# Do you get Blood work done?



## milzy (Aug 9, 2010)

*Do you get bloodwork done?*​
Yes it's very important to know your levels for health reasons 3245.07%No it's for pussies. 68.45%I'd like to know but can't be bothered yet. 3346.48%What a load of B*o*l*l*o*x!!!!00.00%


----------



## milzy (Aug 9, 2010)

Yes it's very importent to know my blood values for health reasons.

No, it's for total pussies.

I would like to but can't be bothered at the moment.

What a load of b*o*l*l*o*x.


----------



## needle (Aug 14, 2011)

Yes


----------



## Big Kris (Aug 25, 2009)

Yes just had min done a few weeks back after a long course

Test levels came back fine after id done a 2 week PCT, 5 weeks after my last jab

I am a testosterone producing beast haha


----------



## haza (Nov 19, 2010)

Yes best be safe than sorry


----------



## cypssk (Jun 29, 2008)

yes you need to know whats going on inside your body


----------



## Kaiz (Nov 3, 2012)

Is there any private place where you can get blood work done from guys? where you pay and dont have to go through all the crap like ya do with NHS


----------



## BigTrev (Mar 16, 2008)

i would love to have mine done but my gps are useless and dont like to help out that way.

I would go private tho never looked into where and how to get them done over here


----------



## Chunkee (Sep 1, 2012)

Had mine done midway through my blast cycle, doc didn't know anything about my usage. All came back fine.


----------



## Kaiz (Nov 3, 2012)

How do you go about getting a blood test? do you complain of some sort of ilness etc?



Chunkee said:


> Had mine done midway through my blast cycle, doc didn't know anything about my usage. All came back fine.


----------



## Chunkee (Sep 1, 2012)

georgey said:


> How do you go about getting a blood test? do you complain of some sort of ilness etc?


Just went to the doc and asked him if i can have a full check up mate, just said i'm in my 30's now and would like to know everything is running smoothly.

He is a decent doc though, some i've had wouldn't agree in the past.


----------



## Guest (Nov 3, 2012)

I get mine done for health reasons, so they are always checking my liver function etc.

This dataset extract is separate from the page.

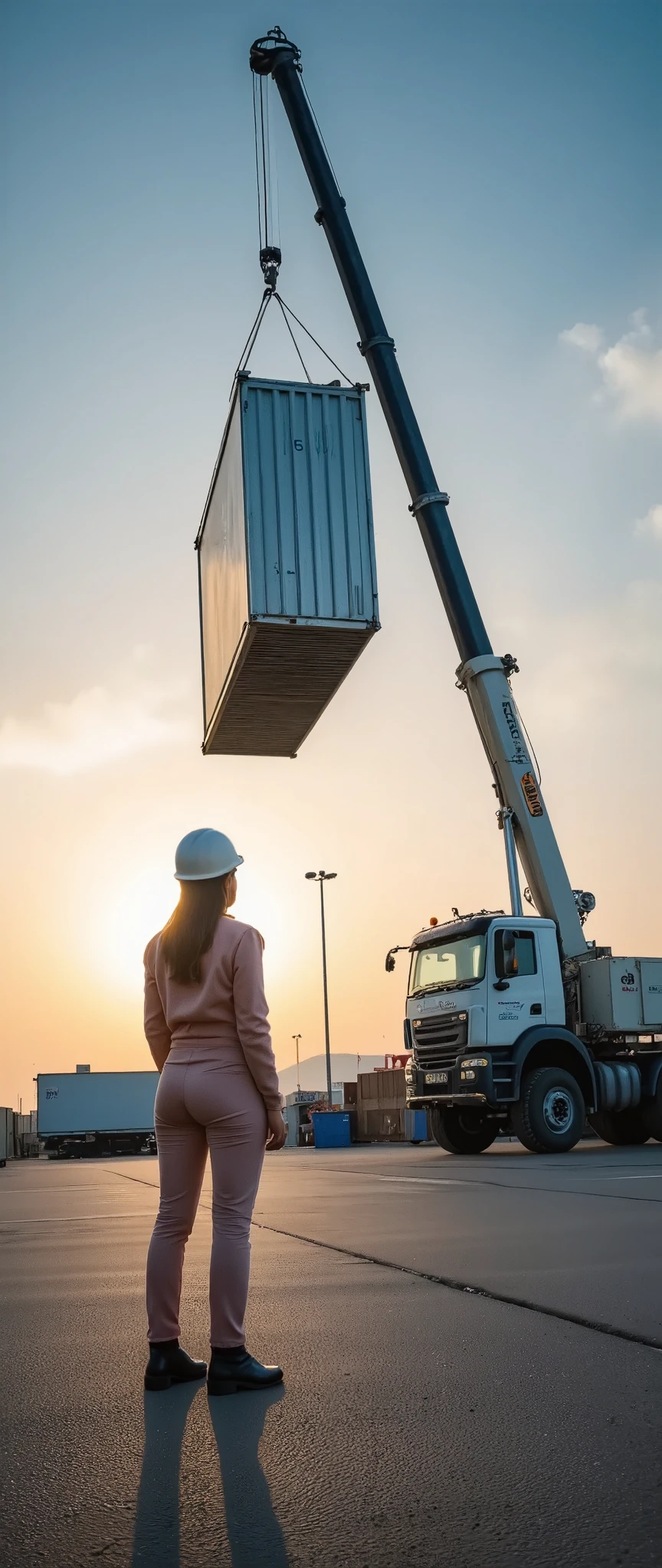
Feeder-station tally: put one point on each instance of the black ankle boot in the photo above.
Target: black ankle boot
(169, 1364)
(233, 1370)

They gonna have a field day now I am back on PH's lol.


----------



## Trevor McDonald (Mar 30, 2010)

How does one get it done through your GP without them throwing a fuss that its not necessary?

Directions pls!


----------



## 1010AD (May 30, 2009)

Mey said:


> How does one get it done through your GP without them throwing a fuss that its not necessary?
> 
> Directions pls!


X2

I think a lot of us would like to know this , do you have to have the right reasons to be able to have bloods done through nhs docs, is advisable not to mention aas use, do you just walk in and say i want a blood test for testosterone levels ????


----------



## 1010AD (May 30, 2009)

talos said:


> Your local needle exchange will do bloods for free .


I know of 4 exchanges and not one of them do.


----------



## Elvis82 (Mar 23, 2012)

Chunkee said:


> Just went to the doc and asked him if i can have a full check up mate, just said i'm in my 30's now and would like to know everything is running smoothly.
> 
> He is a decent doc though, some i've had wouldn't agree in the past.

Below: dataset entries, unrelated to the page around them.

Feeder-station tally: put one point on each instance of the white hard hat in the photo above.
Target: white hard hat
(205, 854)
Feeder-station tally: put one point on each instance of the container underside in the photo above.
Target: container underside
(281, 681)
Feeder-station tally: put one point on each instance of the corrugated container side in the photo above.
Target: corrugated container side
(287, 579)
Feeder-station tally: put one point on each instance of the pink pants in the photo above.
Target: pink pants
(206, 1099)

This is perfectly fine to do but if you cycle regular your gonna need alternatives.


----------



## Jay Walker (Jun 24, 2003)

I didnt used too, I was ignorant back then.

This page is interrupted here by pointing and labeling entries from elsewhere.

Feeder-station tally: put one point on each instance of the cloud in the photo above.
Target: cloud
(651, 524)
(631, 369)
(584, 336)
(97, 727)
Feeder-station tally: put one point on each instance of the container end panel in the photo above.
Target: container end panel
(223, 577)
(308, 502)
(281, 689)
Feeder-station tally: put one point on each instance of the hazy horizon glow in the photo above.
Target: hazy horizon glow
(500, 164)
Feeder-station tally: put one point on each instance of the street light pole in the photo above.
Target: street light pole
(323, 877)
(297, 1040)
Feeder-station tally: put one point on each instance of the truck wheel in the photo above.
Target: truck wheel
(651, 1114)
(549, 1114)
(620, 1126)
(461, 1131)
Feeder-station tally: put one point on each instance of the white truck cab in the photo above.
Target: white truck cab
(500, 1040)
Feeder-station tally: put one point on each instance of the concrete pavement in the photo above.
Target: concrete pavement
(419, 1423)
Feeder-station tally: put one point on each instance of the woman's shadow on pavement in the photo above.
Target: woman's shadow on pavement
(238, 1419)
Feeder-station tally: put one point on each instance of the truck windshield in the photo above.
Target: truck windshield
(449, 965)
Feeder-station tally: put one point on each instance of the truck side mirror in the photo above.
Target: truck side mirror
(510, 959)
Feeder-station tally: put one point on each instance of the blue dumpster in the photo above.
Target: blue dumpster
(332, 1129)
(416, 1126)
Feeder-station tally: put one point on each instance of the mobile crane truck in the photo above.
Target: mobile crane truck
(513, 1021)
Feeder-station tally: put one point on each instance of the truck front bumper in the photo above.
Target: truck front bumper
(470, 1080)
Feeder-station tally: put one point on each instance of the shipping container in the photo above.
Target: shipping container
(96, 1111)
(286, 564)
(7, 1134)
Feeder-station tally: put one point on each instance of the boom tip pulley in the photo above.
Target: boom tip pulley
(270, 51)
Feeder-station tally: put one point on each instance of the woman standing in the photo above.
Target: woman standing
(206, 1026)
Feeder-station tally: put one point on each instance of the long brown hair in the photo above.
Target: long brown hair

Im religious with it now, must be mortality coming with old age.


----------



## cas (Jan 9, 2011)

Not had themm done...I wouldn't know where to begin tbh


----------



## JimboSlice1436114820 (Jan 24, 2012)

I recently was getting bloods done for something unrelated, and just said to the nurse if she could do one for test levels as well which she did. Simples


----------



## 1010AD (May 30, 2009)

JimboSlice said:


> I recently was getting bloods done for something unrelated, and just said to the nurse if she could do one for test levels as well which she did. Simples


Simple yes for you but then you was having tests done for something unrelated not.


----------



## JimboSlice1436114820 (Jan 24, 2012)

1010AD said:


> Simple yes for you but then you was having tests done for something unrelated not.


Yea so just tell a wee white lie to get your bloods done, and then when your with the nurse ask her do your test levels. I suppose it depends on the nurse but its worth a go!


----------



## Fatstuff (Mar 2, 2010)

JimboSlice said:


> Yea so just tell a wee white lie to get your bloods done, and then when your with the nurse ask her do your test levels. I suppose it depends on the nurse but its worth a go!


I doubt the nurse can authorise that lol


----------



## MrM (Feb 6, 2012)

BigTrev said:


> i would love to have mine done but my gps are useless and dont like to help out that way.
> 
> I would go private tho never looked into where and how to get them done over here


I spoke to the private hosp on the Lisburn rd, nearly £190 for an andropause test with consult. Ouch, I didn't bother


----------



## delhibuilder (Mar 24, 2008)

Goto the doctor ltd hell email you of exactly what he thinks and how u can improve esp gear related no other doc has told me exactly how my liver is doing which cholestral is great etc all emailed for reviewing and all questions asked


----------



## latblaster (Oct 26, 2013)

I managed to get one Test level done at the doc. I told him I wanted a PSA done then asked him if he could do Test as well.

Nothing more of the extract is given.